Microsoft declined to compare its results against its competitors due to differences in measurements. The idea is to mime how the human brain understands speech. Obviously, much more information is available in the papers referenced in this cursory explanation:
To get those improvements, Microsoft replaced the acoustic model in its speech recognition technology. In a technical paper, five Microsoft researchers found that using deep neural networks for speech recognition helped minimize the variability in speech that often trips up the acoustic model that Microsoft’s previous technology used, known as the Gaussian mixture model.
Bing and Microsoft are not the only companies to push the verbal envelope. The Next Web reported this week that Nuance, the big banana in voice recognition, released the Dragon Mobile Assistant app for Android. The app offers “intelligent driver mode,” in which the system detects vehicle movement and switches to hands-free mode. The story asks a good question: How does the app know if the user is the driver or simply a passenger in the vehicle? A related question is whether the hands-free option automatically kicks in on a train.
Nuance also late last month agreed to acquire Tweddle Connect, a company that specializes in in-vehicle entertainment systems. These platforms include voice recognition systems. Nuance already is a player in that sector, so the closing of the deal, which is expected during the third quarter, will strengthen its position. Between them, the combined company will serve Toyota, Lexus, BMW, Chrysler and Ford.

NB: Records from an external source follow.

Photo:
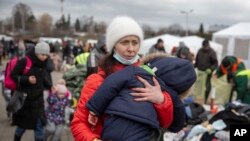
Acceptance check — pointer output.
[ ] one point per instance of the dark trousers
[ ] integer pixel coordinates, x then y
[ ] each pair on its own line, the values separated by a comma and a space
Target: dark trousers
208, 87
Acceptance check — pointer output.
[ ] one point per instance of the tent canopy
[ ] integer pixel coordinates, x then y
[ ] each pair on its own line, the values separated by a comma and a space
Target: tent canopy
193, 42
240, 29
235, 41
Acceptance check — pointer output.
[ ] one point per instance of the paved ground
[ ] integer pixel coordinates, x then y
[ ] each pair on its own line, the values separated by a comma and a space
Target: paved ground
7, 131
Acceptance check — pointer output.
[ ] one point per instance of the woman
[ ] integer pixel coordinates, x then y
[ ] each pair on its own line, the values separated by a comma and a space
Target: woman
32, 114
124, 37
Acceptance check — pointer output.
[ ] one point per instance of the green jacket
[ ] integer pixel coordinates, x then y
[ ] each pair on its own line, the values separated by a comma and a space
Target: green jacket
242, 85
236, 66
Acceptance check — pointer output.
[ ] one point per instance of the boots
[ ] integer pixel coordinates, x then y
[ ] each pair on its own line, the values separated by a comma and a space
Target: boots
17, 138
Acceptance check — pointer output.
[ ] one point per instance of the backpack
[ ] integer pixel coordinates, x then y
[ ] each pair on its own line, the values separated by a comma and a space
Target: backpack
195, 113
9, 83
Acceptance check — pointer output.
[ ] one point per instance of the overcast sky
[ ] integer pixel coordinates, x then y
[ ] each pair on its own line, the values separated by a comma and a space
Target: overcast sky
157, 13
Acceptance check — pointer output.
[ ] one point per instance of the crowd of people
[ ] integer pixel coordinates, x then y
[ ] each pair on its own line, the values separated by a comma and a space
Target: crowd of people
143, 95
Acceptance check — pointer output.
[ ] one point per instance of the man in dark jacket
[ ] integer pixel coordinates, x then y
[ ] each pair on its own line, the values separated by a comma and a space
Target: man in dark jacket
96, 54
175, 76
229, 66
158, 47
206, 61
32, 114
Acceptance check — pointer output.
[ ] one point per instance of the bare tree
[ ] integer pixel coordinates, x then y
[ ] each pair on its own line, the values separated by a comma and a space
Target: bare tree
100, 27
22, 13
87, 23
45, 24
175, 29
77, 25
148, 31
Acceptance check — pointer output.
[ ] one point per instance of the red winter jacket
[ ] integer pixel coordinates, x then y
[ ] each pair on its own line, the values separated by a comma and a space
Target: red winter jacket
82, 130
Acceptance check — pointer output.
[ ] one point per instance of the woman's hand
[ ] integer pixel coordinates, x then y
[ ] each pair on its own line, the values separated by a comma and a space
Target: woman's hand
92, 118
149, 93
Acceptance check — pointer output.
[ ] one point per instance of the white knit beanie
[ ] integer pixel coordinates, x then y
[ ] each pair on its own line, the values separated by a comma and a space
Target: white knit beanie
42, 48
61, 88
120, 27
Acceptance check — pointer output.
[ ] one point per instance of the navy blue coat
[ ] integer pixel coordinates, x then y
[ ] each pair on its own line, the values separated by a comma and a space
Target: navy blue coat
113, 98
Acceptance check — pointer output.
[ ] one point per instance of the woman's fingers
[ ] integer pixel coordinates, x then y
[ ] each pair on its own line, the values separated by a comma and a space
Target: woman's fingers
146, 84
141, 99
141, 90
156, 82
139, 94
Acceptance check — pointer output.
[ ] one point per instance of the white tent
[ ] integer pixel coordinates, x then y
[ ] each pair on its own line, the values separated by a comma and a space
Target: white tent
5, 37
236, 41
194, 43
50, 39
170, 41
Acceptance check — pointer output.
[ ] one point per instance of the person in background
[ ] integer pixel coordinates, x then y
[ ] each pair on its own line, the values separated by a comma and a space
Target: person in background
158, 47
242, 85
96, 54
184, 52
55, 112
32, 114
229, 66
206, 61
175, 75
82, 58
124, 37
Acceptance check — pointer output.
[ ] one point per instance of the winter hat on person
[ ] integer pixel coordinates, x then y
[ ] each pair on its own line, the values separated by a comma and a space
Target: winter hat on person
177, 73
121, 27
61, 89
42, 48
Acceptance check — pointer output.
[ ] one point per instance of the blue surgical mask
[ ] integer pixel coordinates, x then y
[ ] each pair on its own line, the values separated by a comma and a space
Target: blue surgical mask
119, 58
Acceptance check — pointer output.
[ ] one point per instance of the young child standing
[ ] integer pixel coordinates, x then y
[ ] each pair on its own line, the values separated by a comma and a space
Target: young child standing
55, 112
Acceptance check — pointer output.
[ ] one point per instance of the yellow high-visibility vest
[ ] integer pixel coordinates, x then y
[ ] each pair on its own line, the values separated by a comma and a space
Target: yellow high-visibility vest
82, 58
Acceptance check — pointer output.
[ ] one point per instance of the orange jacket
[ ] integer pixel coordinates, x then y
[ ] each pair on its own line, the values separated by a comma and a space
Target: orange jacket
82, 130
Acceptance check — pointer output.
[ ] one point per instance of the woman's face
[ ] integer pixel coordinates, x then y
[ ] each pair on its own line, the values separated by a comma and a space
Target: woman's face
128, 47
42, 57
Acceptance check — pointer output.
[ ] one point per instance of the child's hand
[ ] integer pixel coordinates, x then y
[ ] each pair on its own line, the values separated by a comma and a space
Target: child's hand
92, 118
32, 79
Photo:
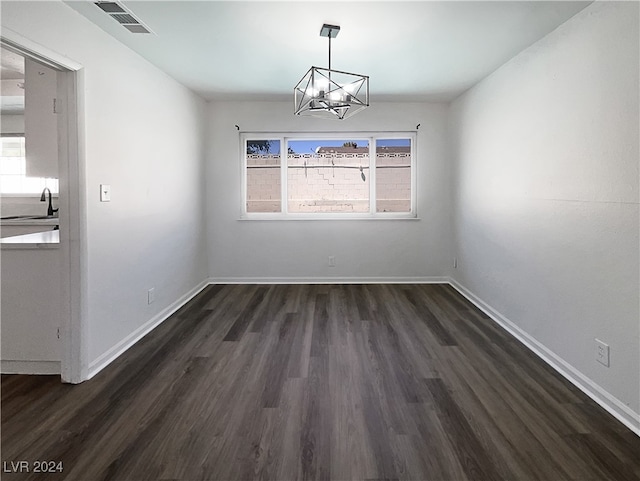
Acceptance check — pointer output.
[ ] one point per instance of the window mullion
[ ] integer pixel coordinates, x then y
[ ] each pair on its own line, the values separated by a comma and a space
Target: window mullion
372, 175
284, 171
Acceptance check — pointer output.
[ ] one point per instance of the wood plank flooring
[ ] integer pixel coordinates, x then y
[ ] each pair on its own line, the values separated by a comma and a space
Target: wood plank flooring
318, 382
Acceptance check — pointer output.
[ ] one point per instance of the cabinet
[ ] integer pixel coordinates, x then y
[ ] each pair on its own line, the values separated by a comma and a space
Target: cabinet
40, 121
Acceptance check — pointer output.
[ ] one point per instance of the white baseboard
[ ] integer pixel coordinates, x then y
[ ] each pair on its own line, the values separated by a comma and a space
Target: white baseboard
328, 280
30, 367
610, 403
109, 356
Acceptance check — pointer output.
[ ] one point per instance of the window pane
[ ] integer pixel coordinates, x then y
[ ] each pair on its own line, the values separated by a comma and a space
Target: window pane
263, 176
393, 175
328, 175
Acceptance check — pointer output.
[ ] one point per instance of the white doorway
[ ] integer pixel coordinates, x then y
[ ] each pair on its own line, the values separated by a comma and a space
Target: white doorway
71, 202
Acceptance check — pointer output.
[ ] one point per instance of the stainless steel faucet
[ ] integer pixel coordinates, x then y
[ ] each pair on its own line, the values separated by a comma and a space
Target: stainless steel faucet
50, 209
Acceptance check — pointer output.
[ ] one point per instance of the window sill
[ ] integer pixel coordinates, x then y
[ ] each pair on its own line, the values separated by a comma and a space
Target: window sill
323, 217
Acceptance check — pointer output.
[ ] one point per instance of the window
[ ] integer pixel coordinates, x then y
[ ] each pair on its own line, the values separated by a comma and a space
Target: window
303, 176
13, 165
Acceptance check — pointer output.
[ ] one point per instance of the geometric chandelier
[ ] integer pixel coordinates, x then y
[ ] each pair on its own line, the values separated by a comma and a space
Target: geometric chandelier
327, 93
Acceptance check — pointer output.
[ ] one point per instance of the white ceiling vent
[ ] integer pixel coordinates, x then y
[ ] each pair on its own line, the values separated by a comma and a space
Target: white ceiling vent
124, 17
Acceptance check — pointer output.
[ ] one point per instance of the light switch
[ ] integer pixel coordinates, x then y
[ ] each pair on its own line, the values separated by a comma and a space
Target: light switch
105, 193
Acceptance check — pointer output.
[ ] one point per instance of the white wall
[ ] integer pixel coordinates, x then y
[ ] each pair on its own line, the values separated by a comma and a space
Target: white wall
144, 137
12, 124
298, 250
545, 198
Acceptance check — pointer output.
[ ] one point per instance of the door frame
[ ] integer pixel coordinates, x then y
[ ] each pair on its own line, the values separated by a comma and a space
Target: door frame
72, 199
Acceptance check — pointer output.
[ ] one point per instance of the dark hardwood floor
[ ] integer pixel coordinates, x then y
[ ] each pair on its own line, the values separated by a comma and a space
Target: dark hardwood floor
333, 382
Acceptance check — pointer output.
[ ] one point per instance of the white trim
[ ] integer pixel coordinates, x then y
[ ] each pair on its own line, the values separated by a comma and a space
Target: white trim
606, 400
328, 280
38, 51
116, 351
370, 136
30, 367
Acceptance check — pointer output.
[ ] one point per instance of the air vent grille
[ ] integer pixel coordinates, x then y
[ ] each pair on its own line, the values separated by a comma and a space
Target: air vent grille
136, 28
124, 17
110, 7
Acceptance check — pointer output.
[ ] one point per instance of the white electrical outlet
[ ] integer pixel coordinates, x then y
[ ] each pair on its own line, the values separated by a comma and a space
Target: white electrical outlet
105, 193
602, 352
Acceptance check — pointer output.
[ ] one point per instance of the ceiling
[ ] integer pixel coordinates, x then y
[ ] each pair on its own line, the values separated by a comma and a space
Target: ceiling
419, 50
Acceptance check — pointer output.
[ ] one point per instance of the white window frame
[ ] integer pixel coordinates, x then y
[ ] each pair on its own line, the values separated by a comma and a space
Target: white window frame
371, 137
52, 184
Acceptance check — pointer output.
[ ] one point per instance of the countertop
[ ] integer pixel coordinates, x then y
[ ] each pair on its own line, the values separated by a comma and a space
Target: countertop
39, 240
28, 221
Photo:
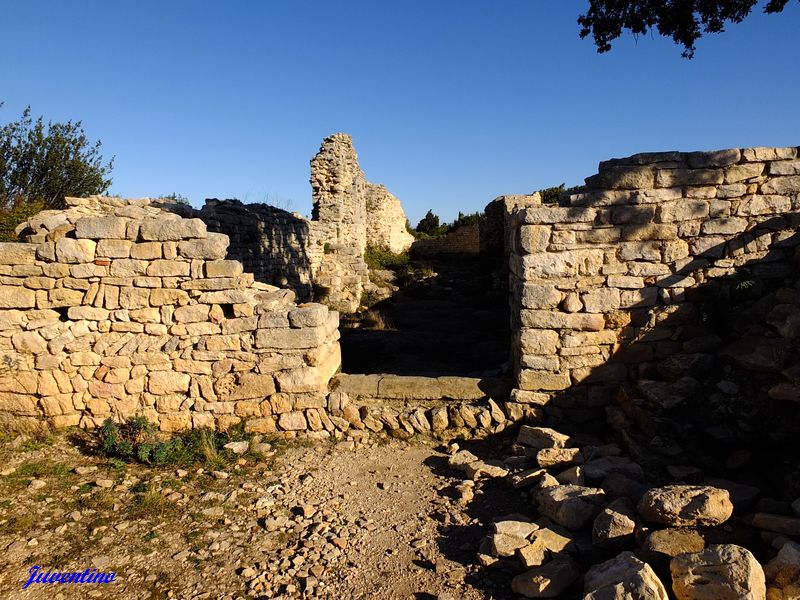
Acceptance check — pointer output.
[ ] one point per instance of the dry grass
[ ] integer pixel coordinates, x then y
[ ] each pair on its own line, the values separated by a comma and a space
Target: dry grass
376, 320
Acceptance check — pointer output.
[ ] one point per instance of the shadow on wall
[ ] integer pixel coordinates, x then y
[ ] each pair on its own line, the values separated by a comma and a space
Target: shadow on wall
689, 391
270, 242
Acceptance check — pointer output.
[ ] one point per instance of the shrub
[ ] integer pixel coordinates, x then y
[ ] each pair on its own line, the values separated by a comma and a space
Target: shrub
45, 162
138, 440
13, 216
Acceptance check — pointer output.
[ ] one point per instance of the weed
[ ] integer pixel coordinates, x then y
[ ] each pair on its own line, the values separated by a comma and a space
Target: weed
151, 504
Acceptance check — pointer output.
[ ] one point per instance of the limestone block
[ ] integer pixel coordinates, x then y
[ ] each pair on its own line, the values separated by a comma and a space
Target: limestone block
720, 572
168, 382
223, 268
763, 205
789, 167
130, 297
253, 386
743, 172
601, 300
633, 233
308, 315
292, 421
724, 226
686, 505
89, 313
538, 341
682, 210
543, 380
146, 250
626, 177
128, 267
754, 154
18, 404
165, 296
193, 313
96, 228
624, 576
168, 268
69, 250
681, 177
172, 230
12, 253
781, 185
540, 296
213, 247
533, 238
12, 296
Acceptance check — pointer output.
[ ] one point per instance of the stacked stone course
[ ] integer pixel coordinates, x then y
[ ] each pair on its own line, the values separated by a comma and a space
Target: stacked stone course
602, 285
117, 308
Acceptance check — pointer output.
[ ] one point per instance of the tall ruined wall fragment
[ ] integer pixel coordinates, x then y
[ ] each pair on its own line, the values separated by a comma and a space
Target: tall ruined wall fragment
270, 242
348, 215
618, 282
386, 221
117, 308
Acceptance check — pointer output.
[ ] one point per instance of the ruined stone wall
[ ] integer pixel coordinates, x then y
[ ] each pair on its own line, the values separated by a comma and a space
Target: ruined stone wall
270, 242
348, 214
621, 278
386, 221
464, 240
116, 308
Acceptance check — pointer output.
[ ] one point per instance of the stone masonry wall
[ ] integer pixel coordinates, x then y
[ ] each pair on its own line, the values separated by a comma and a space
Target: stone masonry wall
609, 283
116, 308
386, 221
464, 240
349, 214
270, 242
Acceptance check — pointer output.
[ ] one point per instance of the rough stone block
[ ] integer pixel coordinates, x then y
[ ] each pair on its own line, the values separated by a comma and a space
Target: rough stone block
69, 250
162, 230
96, 228
12, 253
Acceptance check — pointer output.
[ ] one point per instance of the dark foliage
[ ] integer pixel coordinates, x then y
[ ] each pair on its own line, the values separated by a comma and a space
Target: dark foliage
685, 21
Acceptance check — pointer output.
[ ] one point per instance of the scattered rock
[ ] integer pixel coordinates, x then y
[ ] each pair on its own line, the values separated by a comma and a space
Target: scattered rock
624, 577
720, 572
615, 524
682, 505
570, 506
548, 581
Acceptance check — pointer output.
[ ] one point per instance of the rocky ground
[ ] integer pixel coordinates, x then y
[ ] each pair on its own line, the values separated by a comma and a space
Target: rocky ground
531, 512
379, 519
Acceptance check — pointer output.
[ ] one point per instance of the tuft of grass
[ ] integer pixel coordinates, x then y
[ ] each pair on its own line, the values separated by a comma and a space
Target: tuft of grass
152, 504
376, 320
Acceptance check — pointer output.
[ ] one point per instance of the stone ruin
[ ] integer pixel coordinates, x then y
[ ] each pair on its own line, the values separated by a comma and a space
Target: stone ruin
322, 258
116, 308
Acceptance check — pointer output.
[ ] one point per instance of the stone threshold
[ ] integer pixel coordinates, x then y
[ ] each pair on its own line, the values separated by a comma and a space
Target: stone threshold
401, 387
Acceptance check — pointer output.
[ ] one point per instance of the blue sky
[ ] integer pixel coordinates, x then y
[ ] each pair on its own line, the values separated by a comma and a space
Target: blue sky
450, 103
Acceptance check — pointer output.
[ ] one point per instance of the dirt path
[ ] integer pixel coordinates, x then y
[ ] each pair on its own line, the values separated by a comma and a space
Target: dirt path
325, 521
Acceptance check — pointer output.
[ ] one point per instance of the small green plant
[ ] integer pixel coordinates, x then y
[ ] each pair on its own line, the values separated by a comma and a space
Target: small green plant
138, 440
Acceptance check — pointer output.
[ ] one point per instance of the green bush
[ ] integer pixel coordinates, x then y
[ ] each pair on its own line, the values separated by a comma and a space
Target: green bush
13, 216
45, 162
138, 440
378, 258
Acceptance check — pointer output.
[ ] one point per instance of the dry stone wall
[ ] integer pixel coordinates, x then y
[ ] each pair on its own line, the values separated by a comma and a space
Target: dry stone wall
270, 242
117, 308
348, 215
610, 283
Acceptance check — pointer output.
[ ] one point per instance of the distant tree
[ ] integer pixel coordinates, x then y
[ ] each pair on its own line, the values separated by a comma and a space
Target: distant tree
429, 225
685, 21
43, 163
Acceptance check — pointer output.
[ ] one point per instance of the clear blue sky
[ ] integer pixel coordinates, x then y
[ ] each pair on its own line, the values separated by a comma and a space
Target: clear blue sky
450, 102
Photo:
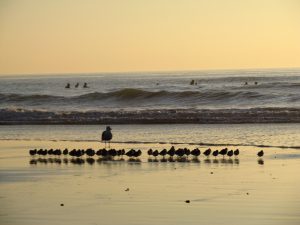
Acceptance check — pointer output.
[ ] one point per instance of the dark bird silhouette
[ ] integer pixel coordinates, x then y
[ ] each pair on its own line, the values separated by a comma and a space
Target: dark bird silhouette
187, 152
112, 152
90, 152
50, 151
179, 152
196, 152
130, 153
57, 152
107, 136
65, 152
230, 153
163, 152
104, 153
236, 152
32, 152
155, 153
215, 153
150, 152
137, 153
207, 152
260, 153
171, 151
72, 153
223, 152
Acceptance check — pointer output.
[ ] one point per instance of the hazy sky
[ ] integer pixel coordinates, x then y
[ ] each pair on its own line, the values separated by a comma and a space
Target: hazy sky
60, 36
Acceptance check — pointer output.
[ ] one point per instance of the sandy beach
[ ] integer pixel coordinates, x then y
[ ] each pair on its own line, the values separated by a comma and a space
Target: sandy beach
240, 190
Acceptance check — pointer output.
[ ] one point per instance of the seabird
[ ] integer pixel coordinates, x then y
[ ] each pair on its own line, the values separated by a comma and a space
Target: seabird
260, 153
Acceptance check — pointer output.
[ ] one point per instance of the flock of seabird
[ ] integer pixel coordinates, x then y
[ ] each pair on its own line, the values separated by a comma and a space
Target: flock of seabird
132, 153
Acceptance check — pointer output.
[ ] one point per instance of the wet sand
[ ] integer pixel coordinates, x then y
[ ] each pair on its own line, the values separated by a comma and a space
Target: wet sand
237, 191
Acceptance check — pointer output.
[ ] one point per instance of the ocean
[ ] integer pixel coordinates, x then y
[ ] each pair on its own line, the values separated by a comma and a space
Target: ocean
237, 96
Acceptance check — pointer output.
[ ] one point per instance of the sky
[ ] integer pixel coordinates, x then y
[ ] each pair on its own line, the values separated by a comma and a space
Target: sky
87, 36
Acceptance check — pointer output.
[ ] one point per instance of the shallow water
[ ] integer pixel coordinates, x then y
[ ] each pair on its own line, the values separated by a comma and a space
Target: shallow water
41, 97
276, 135
238, 191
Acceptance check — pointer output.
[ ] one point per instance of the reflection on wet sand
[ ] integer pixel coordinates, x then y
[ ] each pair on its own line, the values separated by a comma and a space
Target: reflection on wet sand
194, 160
91, 161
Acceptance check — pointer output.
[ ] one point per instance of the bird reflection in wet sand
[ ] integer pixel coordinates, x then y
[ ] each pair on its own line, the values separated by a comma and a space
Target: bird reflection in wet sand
260, 162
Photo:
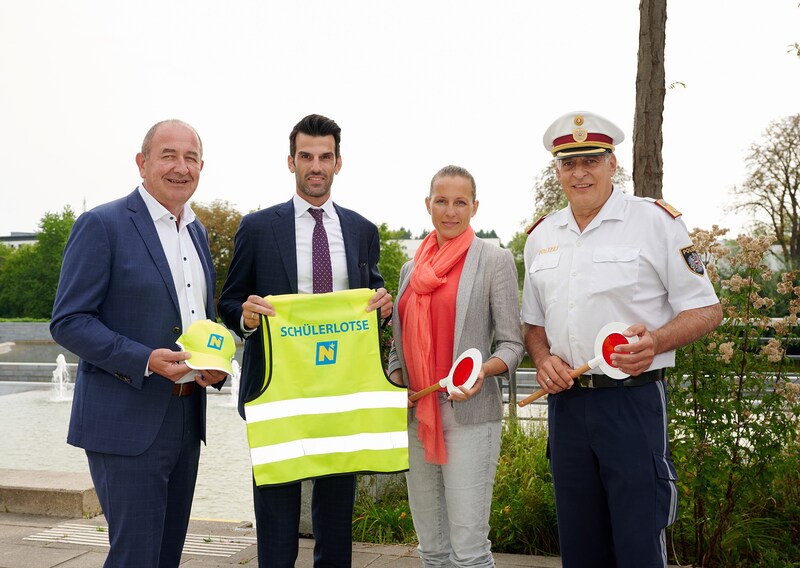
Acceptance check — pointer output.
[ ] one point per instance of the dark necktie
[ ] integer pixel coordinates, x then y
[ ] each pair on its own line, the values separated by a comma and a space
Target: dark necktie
320, 255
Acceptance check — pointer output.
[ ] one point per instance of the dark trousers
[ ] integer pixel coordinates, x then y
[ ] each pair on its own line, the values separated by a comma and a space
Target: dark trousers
146, 499
614, 482
277, 509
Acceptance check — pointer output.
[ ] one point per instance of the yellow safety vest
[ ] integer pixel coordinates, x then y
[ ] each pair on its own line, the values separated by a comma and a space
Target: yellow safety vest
326, 406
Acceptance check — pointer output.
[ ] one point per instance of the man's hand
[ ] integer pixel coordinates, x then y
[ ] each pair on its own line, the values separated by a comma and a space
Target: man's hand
169, 364
252, 310
635, 358
381, 300
209, 377
553, 375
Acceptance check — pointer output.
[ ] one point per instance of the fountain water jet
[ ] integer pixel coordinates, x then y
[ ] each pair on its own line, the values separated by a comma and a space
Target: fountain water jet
62, 385
235, 380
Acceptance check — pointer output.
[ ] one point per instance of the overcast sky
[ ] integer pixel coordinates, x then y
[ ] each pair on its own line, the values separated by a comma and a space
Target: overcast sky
415, 85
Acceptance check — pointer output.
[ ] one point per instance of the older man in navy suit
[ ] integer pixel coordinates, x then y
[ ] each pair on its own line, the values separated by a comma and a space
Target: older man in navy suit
137, 272
273, 254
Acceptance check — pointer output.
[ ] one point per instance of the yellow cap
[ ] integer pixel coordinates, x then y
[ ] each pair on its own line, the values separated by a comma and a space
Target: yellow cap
210, 344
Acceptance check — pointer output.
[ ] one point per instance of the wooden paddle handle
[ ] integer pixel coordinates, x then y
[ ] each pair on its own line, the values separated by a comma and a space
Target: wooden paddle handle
419, 394
541, 392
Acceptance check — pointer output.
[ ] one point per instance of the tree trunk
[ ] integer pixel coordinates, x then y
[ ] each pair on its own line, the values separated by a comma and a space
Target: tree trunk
648, 166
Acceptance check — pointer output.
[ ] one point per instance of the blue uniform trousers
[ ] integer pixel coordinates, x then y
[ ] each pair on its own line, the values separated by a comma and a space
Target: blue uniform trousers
277, 509
614, 481
147, 499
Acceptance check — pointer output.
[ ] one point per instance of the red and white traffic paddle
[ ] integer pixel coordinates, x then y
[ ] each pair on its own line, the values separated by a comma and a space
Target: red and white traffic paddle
605, 342
463, 373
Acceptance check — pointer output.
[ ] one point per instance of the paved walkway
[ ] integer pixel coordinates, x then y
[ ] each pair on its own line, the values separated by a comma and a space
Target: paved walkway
31, 541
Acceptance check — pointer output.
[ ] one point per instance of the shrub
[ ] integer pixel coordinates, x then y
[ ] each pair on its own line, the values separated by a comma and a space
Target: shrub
734, 411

The controversial element of the voice recognition arena is very much related to Nuance’s two announcements. It seems to be a no-brainer that hands-free driving using a voice recognition user interface would be far safer than other UIs. That’s undoubtedly true. However, as IT Business Edge posted on last week, driving safety is not quite that simple. The University of Utah, on behalf of the AAA Foundation for Traffic Safety, ran a study that proved the level of driver distraction is tied to the complexity of the task being done, even if the driver is using a hands-free platform. Thus, hands-free can be seen as a useful tool – but not a panacea.
And finally, a high-level, academic look at the difference between voice recognition and natural language processing which, apparently, is when the machine actually understands what is being said, is at The Chronicle of Higher Education’s Lingua Franca.